Gene Spafford's Axioms
Gene Spafford, a computer science professor at Purdue University, is well-known for his aphorisms regarding the Internet. Coined in the early days, when one of the biggest online functions was Usenet, the word "Internet" or the phrase "World Wide Web" can easily replace "Usenet" in his axioms, and they will remain just as true.
- Axiom #1: "The Usenet is not the real world. The Usenet usually does not even resemble the real world."
- Corollary #1: "Attempts to change the real world by altering the structure of the Usenet is an attempt to work sympathetic magic -- electronic voodoo."

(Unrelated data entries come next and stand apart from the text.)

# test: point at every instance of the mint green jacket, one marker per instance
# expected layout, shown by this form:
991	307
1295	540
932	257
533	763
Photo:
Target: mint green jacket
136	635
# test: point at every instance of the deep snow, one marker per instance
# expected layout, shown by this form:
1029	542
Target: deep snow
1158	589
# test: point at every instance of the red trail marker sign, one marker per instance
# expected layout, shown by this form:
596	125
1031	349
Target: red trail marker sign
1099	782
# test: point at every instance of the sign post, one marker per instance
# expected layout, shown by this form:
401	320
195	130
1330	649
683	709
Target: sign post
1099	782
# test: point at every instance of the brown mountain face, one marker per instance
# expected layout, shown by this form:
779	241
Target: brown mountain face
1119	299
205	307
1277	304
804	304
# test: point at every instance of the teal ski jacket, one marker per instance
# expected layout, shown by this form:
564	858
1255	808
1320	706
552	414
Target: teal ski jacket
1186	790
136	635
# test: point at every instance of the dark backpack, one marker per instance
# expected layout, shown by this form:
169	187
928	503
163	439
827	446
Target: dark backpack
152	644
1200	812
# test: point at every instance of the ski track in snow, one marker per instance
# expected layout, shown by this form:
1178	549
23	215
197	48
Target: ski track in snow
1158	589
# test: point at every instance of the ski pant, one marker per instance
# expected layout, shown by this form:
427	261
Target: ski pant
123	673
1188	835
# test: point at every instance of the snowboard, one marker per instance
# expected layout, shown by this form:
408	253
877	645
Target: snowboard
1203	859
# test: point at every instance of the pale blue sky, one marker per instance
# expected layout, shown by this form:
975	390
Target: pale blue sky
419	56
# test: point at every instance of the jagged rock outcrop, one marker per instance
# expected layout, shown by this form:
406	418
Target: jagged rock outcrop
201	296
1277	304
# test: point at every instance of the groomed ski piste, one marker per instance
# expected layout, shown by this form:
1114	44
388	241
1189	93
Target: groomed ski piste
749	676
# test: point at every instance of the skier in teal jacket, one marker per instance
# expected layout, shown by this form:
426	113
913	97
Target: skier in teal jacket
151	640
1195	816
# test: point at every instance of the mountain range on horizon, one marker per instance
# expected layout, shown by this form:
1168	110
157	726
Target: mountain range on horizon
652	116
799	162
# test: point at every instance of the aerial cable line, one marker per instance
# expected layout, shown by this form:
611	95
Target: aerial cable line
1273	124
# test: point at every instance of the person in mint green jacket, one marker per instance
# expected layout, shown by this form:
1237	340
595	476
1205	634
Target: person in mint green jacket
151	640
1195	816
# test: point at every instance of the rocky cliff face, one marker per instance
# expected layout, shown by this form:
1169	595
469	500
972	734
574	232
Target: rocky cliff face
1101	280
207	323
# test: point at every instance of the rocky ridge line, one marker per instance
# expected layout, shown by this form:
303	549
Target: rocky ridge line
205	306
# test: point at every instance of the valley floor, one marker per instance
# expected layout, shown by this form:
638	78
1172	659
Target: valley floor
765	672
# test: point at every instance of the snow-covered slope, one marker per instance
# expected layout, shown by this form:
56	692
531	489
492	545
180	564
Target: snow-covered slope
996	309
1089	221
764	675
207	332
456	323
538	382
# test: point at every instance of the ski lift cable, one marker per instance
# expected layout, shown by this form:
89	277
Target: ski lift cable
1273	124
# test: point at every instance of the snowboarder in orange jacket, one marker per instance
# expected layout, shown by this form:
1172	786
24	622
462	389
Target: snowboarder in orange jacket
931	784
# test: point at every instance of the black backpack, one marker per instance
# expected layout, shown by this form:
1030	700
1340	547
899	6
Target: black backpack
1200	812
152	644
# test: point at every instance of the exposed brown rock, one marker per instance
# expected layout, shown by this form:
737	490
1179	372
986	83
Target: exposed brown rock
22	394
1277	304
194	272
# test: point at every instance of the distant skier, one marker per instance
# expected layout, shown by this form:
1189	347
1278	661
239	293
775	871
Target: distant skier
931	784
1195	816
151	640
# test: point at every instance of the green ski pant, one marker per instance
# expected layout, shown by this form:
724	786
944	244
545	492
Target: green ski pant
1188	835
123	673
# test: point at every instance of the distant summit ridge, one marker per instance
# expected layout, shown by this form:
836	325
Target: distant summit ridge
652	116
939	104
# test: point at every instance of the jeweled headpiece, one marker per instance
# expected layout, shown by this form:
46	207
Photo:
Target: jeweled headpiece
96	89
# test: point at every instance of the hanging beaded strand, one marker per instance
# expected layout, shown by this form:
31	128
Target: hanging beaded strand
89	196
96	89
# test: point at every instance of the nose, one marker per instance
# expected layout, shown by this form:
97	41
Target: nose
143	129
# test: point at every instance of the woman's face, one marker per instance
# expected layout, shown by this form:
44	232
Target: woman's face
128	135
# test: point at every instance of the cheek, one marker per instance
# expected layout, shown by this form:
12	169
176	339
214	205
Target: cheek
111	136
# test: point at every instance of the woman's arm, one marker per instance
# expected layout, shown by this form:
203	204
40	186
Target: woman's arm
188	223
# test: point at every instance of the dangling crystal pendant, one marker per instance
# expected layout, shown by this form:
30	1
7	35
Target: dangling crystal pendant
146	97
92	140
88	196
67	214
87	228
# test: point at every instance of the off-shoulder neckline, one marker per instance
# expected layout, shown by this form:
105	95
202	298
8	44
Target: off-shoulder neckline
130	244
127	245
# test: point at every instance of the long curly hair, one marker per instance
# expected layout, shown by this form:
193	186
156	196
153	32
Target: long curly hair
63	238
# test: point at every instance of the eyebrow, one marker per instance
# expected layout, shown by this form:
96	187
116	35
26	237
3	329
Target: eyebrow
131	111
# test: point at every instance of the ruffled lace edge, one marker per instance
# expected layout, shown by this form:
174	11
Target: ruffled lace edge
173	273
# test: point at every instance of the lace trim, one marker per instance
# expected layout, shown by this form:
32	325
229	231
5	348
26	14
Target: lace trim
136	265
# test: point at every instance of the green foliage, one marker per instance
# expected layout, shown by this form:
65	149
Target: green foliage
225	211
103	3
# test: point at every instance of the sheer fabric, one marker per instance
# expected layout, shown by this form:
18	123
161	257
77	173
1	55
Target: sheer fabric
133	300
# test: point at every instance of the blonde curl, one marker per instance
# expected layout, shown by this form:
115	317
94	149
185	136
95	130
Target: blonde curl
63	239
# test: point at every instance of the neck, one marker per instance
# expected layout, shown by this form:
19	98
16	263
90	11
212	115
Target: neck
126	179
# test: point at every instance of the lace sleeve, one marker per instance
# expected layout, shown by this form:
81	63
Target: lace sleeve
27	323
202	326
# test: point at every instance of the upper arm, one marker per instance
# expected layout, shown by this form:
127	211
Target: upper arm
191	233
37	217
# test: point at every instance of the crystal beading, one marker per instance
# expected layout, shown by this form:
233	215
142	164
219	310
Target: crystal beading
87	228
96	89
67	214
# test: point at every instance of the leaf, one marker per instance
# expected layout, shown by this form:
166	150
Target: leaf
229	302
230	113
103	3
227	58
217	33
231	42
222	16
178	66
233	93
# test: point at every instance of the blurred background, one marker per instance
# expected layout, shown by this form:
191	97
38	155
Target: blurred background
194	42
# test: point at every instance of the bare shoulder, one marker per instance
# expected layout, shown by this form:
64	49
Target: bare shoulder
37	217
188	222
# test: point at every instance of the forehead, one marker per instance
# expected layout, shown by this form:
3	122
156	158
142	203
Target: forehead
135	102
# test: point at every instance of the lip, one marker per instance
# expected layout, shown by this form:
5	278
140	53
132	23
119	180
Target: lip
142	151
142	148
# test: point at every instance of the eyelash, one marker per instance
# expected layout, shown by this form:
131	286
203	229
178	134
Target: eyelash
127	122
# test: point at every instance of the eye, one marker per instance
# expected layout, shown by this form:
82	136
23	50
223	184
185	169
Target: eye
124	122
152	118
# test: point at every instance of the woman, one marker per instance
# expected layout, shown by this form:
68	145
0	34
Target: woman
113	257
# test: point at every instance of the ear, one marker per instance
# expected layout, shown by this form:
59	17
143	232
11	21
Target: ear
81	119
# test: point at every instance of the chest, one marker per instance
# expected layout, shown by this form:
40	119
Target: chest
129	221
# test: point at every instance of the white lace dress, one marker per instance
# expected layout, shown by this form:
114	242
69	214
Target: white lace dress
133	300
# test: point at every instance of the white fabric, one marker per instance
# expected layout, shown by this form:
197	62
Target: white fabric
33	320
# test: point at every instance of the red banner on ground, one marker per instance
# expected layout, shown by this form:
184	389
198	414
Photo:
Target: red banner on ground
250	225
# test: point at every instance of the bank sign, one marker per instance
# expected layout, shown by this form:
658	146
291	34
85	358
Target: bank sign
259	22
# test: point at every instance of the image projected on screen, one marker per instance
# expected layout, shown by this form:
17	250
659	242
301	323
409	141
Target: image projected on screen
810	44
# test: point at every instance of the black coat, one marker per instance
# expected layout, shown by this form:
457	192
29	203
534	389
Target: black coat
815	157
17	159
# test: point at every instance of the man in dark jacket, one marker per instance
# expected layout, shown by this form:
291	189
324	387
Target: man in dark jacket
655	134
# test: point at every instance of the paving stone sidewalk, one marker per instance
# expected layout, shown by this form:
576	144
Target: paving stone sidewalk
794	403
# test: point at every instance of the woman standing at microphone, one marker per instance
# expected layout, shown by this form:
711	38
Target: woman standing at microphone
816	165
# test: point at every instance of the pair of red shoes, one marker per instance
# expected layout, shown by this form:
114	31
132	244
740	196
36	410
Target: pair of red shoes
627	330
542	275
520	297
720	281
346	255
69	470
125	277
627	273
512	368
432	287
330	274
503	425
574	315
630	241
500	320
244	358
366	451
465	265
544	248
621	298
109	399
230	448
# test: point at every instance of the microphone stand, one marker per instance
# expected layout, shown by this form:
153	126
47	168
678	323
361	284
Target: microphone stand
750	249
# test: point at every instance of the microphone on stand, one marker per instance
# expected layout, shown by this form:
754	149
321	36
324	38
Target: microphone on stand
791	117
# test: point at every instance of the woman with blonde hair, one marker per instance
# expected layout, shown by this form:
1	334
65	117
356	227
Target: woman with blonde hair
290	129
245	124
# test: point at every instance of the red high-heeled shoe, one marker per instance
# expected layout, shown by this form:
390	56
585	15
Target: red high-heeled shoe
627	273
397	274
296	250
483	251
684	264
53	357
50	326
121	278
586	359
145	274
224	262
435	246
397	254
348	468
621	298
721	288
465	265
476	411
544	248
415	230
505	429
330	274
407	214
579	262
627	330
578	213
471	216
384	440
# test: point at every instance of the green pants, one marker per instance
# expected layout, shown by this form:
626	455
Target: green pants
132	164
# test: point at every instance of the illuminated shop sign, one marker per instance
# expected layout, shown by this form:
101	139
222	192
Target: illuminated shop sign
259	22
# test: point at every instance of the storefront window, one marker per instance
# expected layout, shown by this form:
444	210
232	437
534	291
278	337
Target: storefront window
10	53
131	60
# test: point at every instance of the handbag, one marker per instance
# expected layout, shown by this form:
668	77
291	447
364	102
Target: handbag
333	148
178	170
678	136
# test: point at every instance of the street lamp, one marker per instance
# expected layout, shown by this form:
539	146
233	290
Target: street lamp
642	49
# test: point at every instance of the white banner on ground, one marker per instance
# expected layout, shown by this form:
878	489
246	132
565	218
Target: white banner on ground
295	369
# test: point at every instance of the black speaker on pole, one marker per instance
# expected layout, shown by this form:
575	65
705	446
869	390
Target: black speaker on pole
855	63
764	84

- Corollary #2: "Arguing about the significance of newsgroup names and their relation to the way people really think is equivalent to arguing whether it is better to read tea leaves or chicken entrails to divine the future."
- Axiom #2: "Ability to type on a computer terminal is no guarantee of sanity, intelligence, or common sense."
- Corollary #3: "An infinite number of monkeys at an infinite number of keyboards could produce something like Usenet."
- Corollary #4: "They could do a better job of it."
- Axiom #3: "Sturgeon's Law (90% of everything is crap) applies to Usenet."
- Corollary #5: "In an unmoderated newsgroup, no one can agree on what constitutes the 10%."
- Corollary #6: "Nothing guarantees that the 10% isn't crap, too."
- "Usenet is like a herd of performing elephants with diarrhea -- massive, difficult to redirect, awe-inspiring, entertaining, and a source of mind-boggling amounts of excrement when you least expect it."
- "Don't sweat it -- it's not real life. It's only ones and zeroes."
- "The only truly secure system is one that is powered off, cast in a block of concrete and sealed in a lead-lined room with armed guards - and even then I have my doubts."
- "Securing an environment of Windows platforms from abuse -- external or internal -- is akin to trying to install sprinklers in a fireworks factory where smoking on the job is permitted."